The results, which come ahead of Lionsgate’s planned split with Starz into two entities, saw its revenue from producing TV shows falling 59% from $605m to $285m, while profits fells from $71.5m to a little over $8m.
Lionsgate said the WGA and SAG-AFTRA strikes were to blame for the decline, with the impact also hitting its talent management firm 3 Arts.
CEO Jon Feltheimer said he expected Lionsgate would release “approximately 40 multi-platform and direct-to-streaming titles” this year, as well as “12 wide theatrical releases”.
Lionsgate’s slate includes Spartacus for Starz and a slew of shows in production gained from its acquisition of Entertainment One, including Yellowjackets and The Rookie.
Lionsgate’s expanding revenue streams
The $375m acquisition of Yellowjackets firm eOne has handed the US studio control of a 6,500-hour content library, as well as scripted shows such as Grey’s Anatomy, Criminal Minds and Designated Survivor.
It is also creating a new unscripted division that will house Pilgrim Media Group and the factual units from eOne, with the expansion away from pure scripted providing opportunity, according to Feltheimer.

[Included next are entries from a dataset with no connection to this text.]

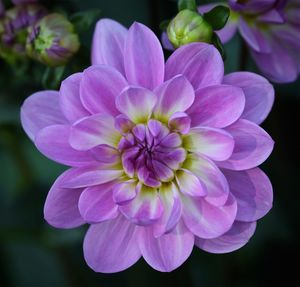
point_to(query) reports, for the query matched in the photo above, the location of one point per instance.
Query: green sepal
(217, 17)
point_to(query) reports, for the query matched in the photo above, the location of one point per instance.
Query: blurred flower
(187, 27)
(14, 28)
(52, 40)
(162, 156)
(271, 30)
(2, 9)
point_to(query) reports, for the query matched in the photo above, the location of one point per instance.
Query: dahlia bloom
(271, 30)
(162, 156)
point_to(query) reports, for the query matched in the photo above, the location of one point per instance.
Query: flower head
(52, 40)
(163, 156)
(270, 29)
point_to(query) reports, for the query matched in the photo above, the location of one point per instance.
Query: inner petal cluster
(151, 153)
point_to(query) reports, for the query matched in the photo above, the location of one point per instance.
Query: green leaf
(187, 4)
(217, 17)
(164, 24)
(218, 44)
(52, 77)
(84, 20)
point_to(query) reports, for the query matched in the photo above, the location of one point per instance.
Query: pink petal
(99, 88)
(145, 208)
(253, 192)
(69, 100)
(217, 144)
(136, 103)
(53, 142)
(206, 220)
(252, 146)
(90, 176)
(92, 131)
(200, 63)
(238, 235)
(180, 122)
(168, 251)
(189, 184)
(96, 203)
(217, 106)
(169, 196)
(144, 61)
(111, 246)
(39, 111)
(211, 177)
(108, 44)
(124, 192)
(175, 95)
(61, 206)
(259, 94)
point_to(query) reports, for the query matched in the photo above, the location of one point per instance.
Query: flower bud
(14, 28)
(187, 27)
(52, 40)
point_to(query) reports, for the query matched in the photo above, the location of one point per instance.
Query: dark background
(33, 254)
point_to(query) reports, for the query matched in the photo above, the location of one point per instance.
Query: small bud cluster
(29, 30)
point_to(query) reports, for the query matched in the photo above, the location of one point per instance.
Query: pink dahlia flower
(163, 156)
(271, 30)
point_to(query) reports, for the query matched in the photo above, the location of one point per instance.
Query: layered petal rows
(162, 156)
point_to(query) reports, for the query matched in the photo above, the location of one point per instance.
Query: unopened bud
(14, 27)
(187, 27)
(52, 40)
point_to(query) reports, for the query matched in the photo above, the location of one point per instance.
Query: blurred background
(33, 254)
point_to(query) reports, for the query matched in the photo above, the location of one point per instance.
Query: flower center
(151, 153)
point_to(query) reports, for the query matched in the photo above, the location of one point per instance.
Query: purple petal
(146, 70)
(108, 44)
(70, 102)
(217, 106)
(217, 144)
(99, 88)
(259, 94)
(252, 146)
(96, 203)
(206, 220)
(283, 71)
(111, 246)
(145, 208)
(168, 251)
(189, 183)
(90, 176)
(253, 192)
(238, 235)
(39, 111)
(175, 95)
(136, 103)
(124, 192)
(92, 131)
(210, 175)
(61, 206)
(171, 201)
(200, 63)
(105, 154)
(53, 142)
(166, 42)
(180, 122)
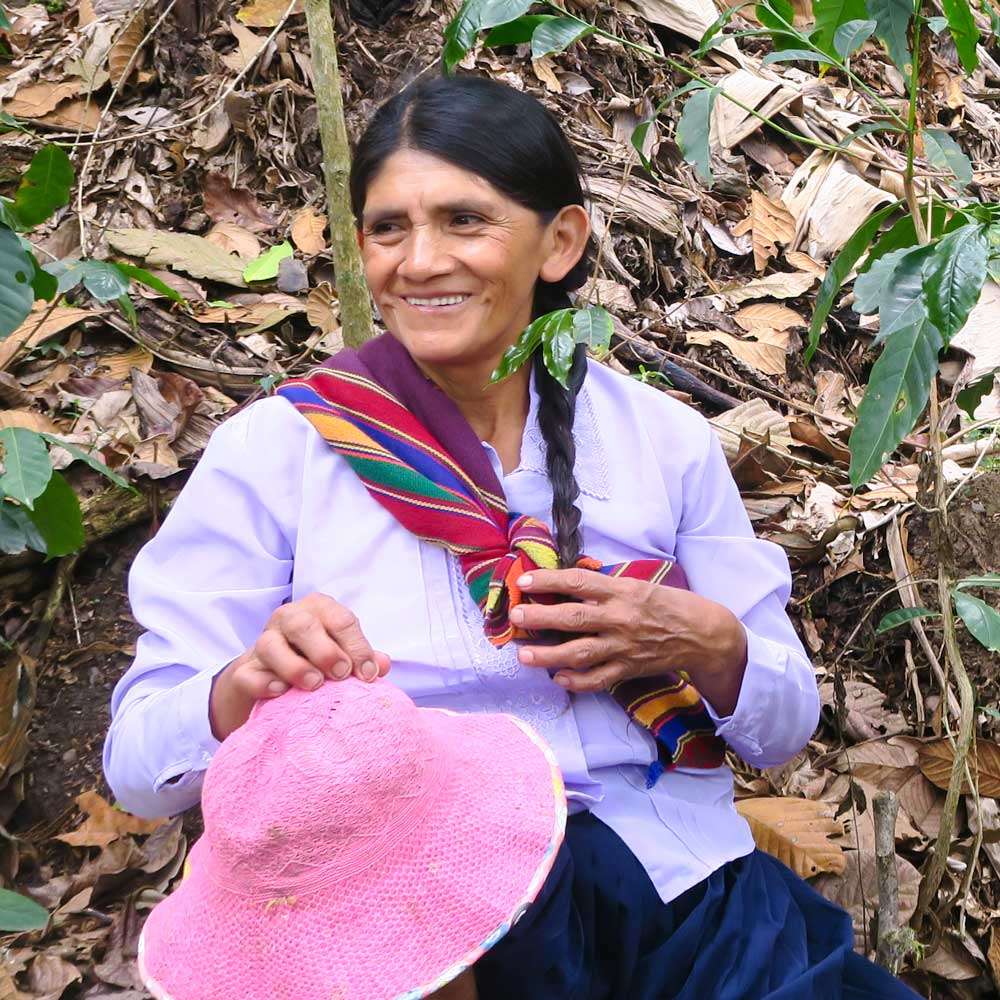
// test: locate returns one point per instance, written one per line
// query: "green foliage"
(693, 131)
(27, 466)
(892, 18)
(17, 912)
(557, 333)
(265, 267)
(44, 188)
(903, 615)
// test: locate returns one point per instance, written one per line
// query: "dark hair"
(512, 141)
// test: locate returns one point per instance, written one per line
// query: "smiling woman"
(387, 518)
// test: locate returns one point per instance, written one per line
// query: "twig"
(352, 289)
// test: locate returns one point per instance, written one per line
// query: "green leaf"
(43, 284)
(475, 16)
(985, 580)
(27, 466)
(516, 32)
(17, 533)
(849, 37)
(954, 278)
(593, 327)
(838, 271)
(45, 187)
(962, 26)
(831, 15)
(57, 517)
(265, 267)
(693, 131)
(974, 393)
(897, 392)
(17, 912)
(980, 619)
(94, 463)
(795, 55)
(17, 294)
(558, 345)
(946, 154)
(892, 18)
(557, 35)
(143, 276)
(903, 615)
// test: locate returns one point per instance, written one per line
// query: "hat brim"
(428, 907)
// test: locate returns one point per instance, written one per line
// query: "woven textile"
(418, 457)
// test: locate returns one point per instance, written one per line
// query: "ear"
(566, 238)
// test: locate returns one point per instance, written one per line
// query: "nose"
(425, 255)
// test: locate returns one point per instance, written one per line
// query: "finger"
(600, 678)
(306, 633)
(288, 666)
(580, 583)
(577, 654)
(344, 627)
(567, 616)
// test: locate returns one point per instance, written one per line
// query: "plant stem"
(352, 290)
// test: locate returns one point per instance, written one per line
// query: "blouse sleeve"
(778, 705)
(203, 588)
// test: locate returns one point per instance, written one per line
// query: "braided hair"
(458, 119)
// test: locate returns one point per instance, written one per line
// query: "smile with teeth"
(442, 300)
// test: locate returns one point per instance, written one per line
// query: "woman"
(293, 555)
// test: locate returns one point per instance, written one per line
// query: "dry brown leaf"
(307, 231)
(31, 419)
(194, 255)
(323, 308)
(984, 762)
(104, 823)
(766, 353)
(234, 239)
(265, 13)
(35, 328)
(854, 890)
(124, 48)
(38, 99)
(770, 224)
(780, 285)
(768, 316)
(797, 832)
(224, 203)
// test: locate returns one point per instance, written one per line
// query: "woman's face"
(452, 262)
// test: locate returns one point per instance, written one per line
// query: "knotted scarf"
(420, 459)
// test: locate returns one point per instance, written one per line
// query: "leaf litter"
(200, 174)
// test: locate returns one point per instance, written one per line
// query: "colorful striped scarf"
(418, 457)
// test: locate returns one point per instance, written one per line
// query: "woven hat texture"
(356, 847)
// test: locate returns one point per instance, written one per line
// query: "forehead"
(414, 179)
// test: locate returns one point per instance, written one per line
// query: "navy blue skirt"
(753, 930)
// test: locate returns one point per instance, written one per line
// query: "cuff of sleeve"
(765, 671)
(194, 730)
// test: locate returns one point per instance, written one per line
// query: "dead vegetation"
(195, 139)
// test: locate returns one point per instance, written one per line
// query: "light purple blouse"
(272, 513)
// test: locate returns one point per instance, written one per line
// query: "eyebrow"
(391, 213)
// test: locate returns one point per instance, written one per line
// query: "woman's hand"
(303, 643)
(629, 628)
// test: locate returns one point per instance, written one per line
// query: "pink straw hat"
(356, 848)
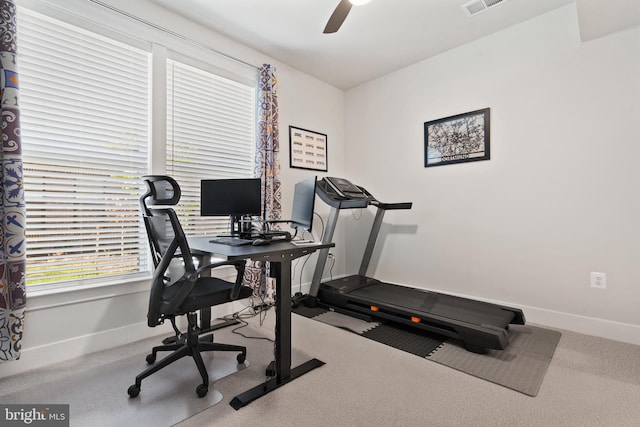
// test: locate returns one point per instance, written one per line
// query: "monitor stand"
(241, 226)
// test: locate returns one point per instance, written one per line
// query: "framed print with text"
(307, 149)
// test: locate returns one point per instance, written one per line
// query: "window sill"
(57, 296)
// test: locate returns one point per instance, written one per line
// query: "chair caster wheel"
(133, 391)
(202, 390)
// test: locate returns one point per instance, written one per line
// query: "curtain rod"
(172, 33)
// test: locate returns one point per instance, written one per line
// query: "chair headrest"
(162, 190)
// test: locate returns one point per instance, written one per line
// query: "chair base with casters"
(189, 344)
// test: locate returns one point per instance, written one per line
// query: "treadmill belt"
(412, 342)
(420, 343)
(418, 301)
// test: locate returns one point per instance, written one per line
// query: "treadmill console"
(345, 188)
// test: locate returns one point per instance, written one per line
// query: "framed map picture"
(457, 139)
(307, 149)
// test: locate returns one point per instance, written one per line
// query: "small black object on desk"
(260, 242)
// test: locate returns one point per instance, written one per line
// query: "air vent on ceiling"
(476, 6)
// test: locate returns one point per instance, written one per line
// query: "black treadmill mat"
(394, 335)
(415, 343)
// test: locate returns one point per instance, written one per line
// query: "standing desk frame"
(280, 255)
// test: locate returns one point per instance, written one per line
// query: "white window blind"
(84, 103)
(210, 135)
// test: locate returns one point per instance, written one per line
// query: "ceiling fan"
(340, 14)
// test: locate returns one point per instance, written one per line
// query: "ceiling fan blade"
(338, 16)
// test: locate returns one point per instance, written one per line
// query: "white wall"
(62, 326)
(559, 197)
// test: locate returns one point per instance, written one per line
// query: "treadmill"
(480, 326)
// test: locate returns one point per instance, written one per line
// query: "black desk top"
(274, 251)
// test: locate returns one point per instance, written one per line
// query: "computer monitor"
(304, 198)
(236, 197)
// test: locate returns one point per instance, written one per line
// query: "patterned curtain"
(12, 228)
(267, 167)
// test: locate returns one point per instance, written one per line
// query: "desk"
(280, 254)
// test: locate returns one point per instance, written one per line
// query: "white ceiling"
(375, 39)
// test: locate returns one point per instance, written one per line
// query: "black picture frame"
(457, 139)
(308, 149)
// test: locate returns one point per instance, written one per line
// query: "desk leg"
(282, 364)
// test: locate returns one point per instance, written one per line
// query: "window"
(85, 120)
(210, 135)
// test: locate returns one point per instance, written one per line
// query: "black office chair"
(179, 288)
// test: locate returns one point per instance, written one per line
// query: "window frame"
(164, 44)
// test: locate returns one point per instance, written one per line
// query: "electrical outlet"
(598, 280)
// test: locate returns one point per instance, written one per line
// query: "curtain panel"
(12, 232)
(267, 167)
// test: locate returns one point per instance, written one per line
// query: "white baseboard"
(41, 356)
(617, 331)
(60, 351)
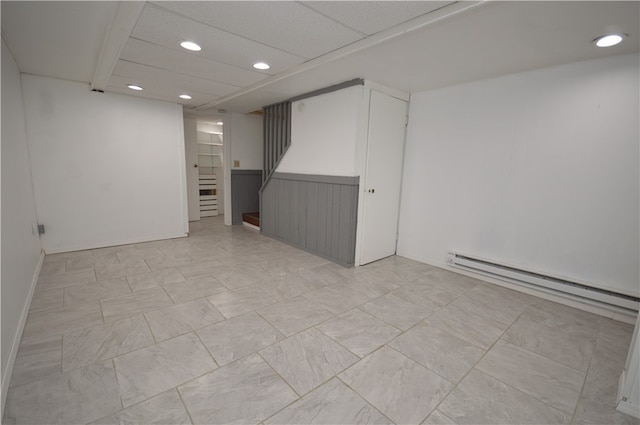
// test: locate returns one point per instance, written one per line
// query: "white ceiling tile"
(56, 39)
(165, 28)
(287, 25)
(183, 62)
(144, 75)
(153, 91)
(370, 17)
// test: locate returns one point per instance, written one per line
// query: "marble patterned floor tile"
(563, 318)
(289, 286)
(135, 303)
(243, 392)
(90, 261)
(154, 278)
(601, 385)
(370, 284)
(612, 342)
(396, 311)
(438, 418)
(52, 265)
(47, 300)
(337, 298)
(92, 345)
(494, 309)
(489, 292)
(552, 383)
(178, 319)
(326, 273)
(37, 359)
(476, 329)
(155, 369)
(448, 281)
(429, 297)
(236, 303)
(439, 351)
(569, 348)
(203, 269)
(359, 332)
(53, 322)
(331, 403)
(94, 292)
(400, 388)
(61, 280)
(308, 359)
(80, 396)
(169, 260)
(112, 271)
(591, 412)
(294, 315)
(238, 337)
(165, 408)
(189, 290)
(481, 399)
(138, 254)
(239, 278)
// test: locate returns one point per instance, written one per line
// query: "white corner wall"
(21, 252)
(324, 134)
(538, 170)
(243, 133)
(108, 169)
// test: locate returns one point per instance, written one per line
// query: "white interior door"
(383, 176)
(191, 155)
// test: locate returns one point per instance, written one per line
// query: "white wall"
(243, 132)
(21, 252)
(191, 158)
(324, 134)
(108, 169)
(538, 170)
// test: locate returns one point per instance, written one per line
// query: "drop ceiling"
(408, 45)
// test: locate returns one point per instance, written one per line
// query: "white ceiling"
(408, 45)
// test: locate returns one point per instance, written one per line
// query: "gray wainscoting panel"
(245, 185)
(315, 213)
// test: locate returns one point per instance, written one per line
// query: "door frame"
(362, 153)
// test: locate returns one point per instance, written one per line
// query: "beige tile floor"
(228, 326)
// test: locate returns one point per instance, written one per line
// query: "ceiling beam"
(116, 37)
(365, 43)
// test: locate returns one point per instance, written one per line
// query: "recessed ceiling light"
(609, 40)
(190, 45)
(261, 65)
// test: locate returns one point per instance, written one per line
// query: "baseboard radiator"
(524, 277)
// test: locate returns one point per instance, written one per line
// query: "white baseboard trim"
(250, 226)
(582, 304)
(6, 373)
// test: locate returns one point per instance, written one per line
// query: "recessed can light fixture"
(261, 65)
(609, 40)
(190, 45)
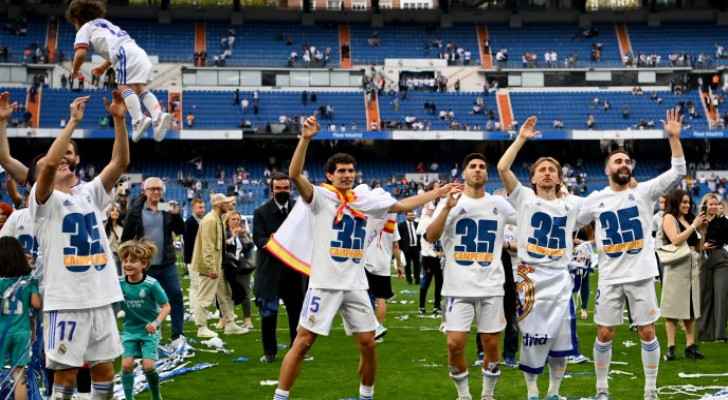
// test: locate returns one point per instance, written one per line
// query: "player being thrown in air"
(131, 63)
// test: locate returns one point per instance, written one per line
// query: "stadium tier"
(565, 40)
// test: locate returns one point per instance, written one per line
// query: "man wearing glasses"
(151, 218)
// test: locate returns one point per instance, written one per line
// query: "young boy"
(132, 65)
(145, 307)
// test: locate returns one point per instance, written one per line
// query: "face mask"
(282, 197)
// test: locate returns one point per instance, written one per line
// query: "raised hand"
(6, 108)
(310, 127)
(528, 129)
(672, 123)
(78, 107)
(117, 107)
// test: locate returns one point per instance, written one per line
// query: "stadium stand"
(409, 41)
(266, 44)
(33, 35)
(215, 109)
(565, 40)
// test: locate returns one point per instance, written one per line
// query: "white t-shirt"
(78, 266)
(545, 227)
(623, 227)
(473, 241)
(20, 226)
(337, 261)
(383, 235)
(103, 37)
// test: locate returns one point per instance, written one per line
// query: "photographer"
(148, 217)
(714, 274)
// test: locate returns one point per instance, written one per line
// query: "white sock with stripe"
(366, 392)
(651, 363)
(602, 359)
(557, 368)
(151, 104)
(133, 105)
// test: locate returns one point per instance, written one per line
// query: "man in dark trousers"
(191, 226)
(150, 218)
(274, 280)
(410, 246)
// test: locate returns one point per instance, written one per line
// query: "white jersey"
(78, 266)
(545, 227)
(337, 260)
(473, 241)
(623, 226)
(20, 226)
(103, 37)
(383, 235)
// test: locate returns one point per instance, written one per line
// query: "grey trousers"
(714, 298)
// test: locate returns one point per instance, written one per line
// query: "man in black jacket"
(191, 226)
(146, 219)
(274, 280)
(409, 244)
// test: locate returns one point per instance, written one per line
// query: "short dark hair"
(672, 204)
(617, 151)
(14, 263)
(278, 176)
(82, 11)
(338, 158)
(473, 156)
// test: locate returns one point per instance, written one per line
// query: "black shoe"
(670, 355)
(693, 353)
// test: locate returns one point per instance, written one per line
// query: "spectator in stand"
(590, 121)
(150, 218)
(714, 273)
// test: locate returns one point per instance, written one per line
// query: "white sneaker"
(161, 126)
(205, 333)
(235, 329)
(139, 128)
(380, 332)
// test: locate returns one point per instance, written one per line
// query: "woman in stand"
(680, 284)
(714, 274)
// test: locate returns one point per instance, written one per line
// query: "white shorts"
(321, 305)
(487, 311)
(556, 338)
(642, 300)
(74, 337)
(132, 65)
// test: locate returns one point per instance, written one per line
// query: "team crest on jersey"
(525, 290)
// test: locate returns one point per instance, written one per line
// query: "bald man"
(151, 218)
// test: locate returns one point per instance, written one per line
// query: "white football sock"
(651, 363)
(531, 384)
(133, 105)
(557, 368)
(602, 359)
(152, 105)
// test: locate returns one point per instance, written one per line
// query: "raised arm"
(509, 179)
(48, 165)
(410, 203)
(434, 231)
(79, 57)
(120, 153)
(15, 168)
(295, 170)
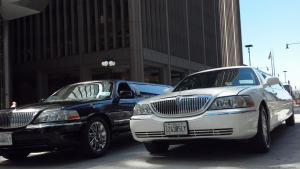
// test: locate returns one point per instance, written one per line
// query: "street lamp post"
(249, 46)
(108, 62)
(284, 76)
(287, 45)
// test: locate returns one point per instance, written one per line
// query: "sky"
(269, 25)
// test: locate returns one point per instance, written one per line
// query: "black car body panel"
(30, 135)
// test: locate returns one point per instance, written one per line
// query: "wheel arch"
(264, 104)
(104, 117)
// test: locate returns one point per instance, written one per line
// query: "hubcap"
(97, 136)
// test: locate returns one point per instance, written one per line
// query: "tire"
(96, 138)
(291, 120)
(260, 143)
(11, 155)
(156, 147)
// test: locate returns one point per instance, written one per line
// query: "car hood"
(37, 107)
(211, 92)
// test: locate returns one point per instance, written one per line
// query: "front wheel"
(96, 137)
(260, 143)
(156, 147)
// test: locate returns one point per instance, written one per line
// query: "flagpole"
(273, 62)
(270, 56)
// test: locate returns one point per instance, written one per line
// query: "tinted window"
(98, 91)
(219, 78)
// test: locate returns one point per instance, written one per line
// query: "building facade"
(158, 41)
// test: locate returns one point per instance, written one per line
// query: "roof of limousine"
(222, 68)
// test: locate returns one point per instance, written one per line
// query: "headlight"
(232, 102)
(57, 115)
(142, 109)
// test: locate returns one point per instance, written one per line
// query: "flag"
(270, 56)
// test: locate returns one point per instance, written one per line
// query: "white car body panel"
(238, 123)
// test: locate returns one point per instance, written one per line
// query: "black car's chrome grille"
(15, 119)
(180, 105)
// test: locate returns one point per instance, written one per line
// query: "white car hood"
(213, 92)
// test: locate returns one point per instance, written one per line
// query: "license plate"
(176, 128)
(5, 139)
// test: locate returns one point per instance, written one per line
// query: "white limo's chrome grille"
(192, 133)
(180, 105)
(16, 119)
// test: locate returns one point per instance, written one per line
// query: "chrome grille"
(206, 133)
(180, 105)
(16, 119)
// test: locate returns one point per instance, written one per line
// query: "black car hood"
(56, 105)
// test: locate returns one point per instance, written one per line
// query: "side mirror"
(126, 94)
(271, 81)
(42, 100)
(13, 105)
(167, 91)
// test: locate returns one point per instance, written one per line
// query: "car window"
(97, 91)
(219, 78)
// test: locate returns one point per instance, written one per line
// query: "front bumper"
(44, 137)
(224, 124)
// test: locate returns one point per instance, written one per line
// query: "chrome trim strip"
(226, 113)
(39, 126)
(120, 121)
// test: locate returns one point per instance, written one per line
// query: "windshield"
(219, 78)
(87, 91)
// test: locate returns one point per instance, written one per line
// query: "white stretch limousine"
(240, 103)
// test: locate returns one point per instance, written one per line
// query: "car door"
(124, 106)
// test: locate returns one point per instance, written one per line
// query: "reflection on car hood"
(53, 105)
(213, 92)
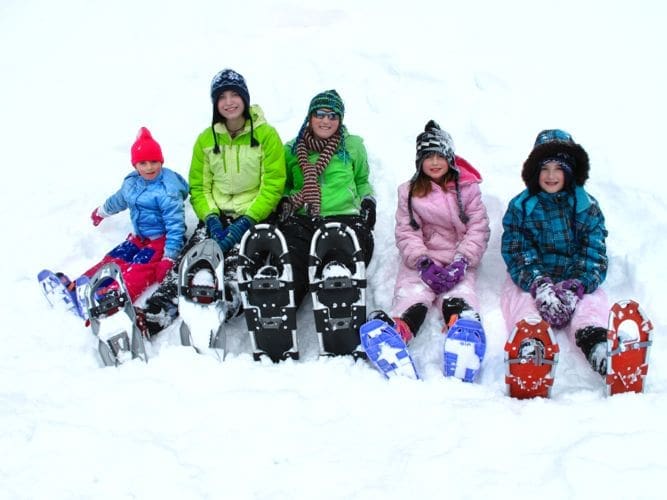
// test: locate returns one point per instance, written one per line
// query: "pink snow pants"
(137, 258)
(410, 290)
(592, 309)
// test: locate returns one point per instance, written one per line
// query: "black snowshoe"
(337, 275)
(265, 281)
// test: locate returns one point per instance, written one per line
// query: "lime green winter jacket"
(240, 180)
(343, 183)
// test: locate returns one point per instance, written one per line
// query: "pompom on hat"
(145, 148)
(435, 140)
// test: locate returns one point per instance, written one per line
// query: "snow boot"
(60, 292)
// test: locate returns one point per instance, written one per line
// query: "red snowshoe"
(628, 342)
(531, 355)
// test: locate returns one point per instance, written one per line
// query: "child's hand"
(96, 217)
(235, 232)
(433, 275)
(455, 272)
(549, 303)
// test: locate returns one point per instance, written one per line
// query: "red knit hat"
(145, 148)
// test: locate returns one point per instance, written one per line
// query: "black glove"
(367, 212)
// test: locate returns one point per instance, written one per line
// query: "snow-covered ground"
(80, 78)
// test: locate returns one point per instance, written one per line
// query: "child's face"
(149, 170)
(230, 105)
(552, 177)
(435, 166)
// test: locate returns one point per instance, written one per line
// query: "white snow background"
(79, 78)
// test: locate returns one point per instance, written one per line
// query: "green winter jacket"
(343, 183)
(240, 180)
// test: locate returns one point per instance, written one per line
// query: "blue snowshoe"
(386, 349)
(465, 346)
(55, 289)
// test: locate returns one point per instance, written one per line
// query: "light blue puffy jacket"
(156, 207)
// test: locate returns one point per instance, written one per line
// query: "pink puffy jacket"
(442, 234)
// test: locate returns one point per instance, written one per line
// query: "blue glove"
(235, 232)
(215, 229)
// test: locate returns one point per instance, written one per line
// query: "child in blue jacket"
(155, 196)
(554, 247)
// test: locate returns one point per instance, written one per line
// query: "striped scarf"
(310, 194)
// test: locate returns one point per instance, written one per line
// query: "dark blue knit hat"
(228, 79)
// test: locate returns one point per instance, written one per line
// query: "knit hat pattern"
(557, 145)
(328, 99)
(435, 140)
(228, 79)
(145, 148)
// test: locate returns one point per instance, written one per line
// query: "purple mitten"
(455, 272)
(573, 285)
(432, 274)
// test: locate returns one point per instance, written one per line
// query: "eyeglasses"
(321, 115)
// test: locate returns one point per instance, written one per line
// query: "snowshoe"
(54, 286)
(112, 316)
(628, 343)
(337, 275)
(265, 281)
(202, 307)
(531, 355)
(386, 349)
(465, 346)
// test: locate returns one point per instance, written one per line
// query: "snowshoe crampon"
(112, 316)
(386, 349)
(337, 275)
(201, 299)
(265, 280)
(54, 287)
(465, 346)
(531, 355)
(628, 343)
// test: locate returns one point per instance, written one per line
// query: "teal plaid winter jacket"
(559, 235)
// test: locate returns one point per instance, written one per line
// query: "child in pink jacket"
(442, 231)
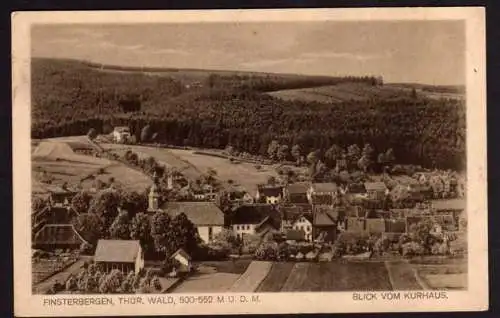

“Ten years ago, nearly all of our television profits came from our core premium scripted business,” he said during a call with analysts.
“Today, our contributions are spread across scripted, unscripted, talent management, syndication and international productions, enabling us to navigate downturns in any one part of the business.
“It’s one of the reasons we’re continuing to track toward record television group segment profit this year despite the strike and several series cancellations.”
The studio said its media networks unit, which houses streamers and US cablenet Starz, saw revenue rise to $417m, up 10% on last year. Streaming subscribers to its Starz service were up by 700,000 to hit 13.43 million in North America.
Much of its revenue growth was driven by the motion picture division, which reported a 53% rise to $443m and a 31% surge in profits, largelt because of The Hunger Games: The Ballad of Songbirds & Snakes.
Overall, Lionsgate saw a loss of $107m in Q3 and a total revenue of $975m, slightly missing estimates and last year’s total of $1bn.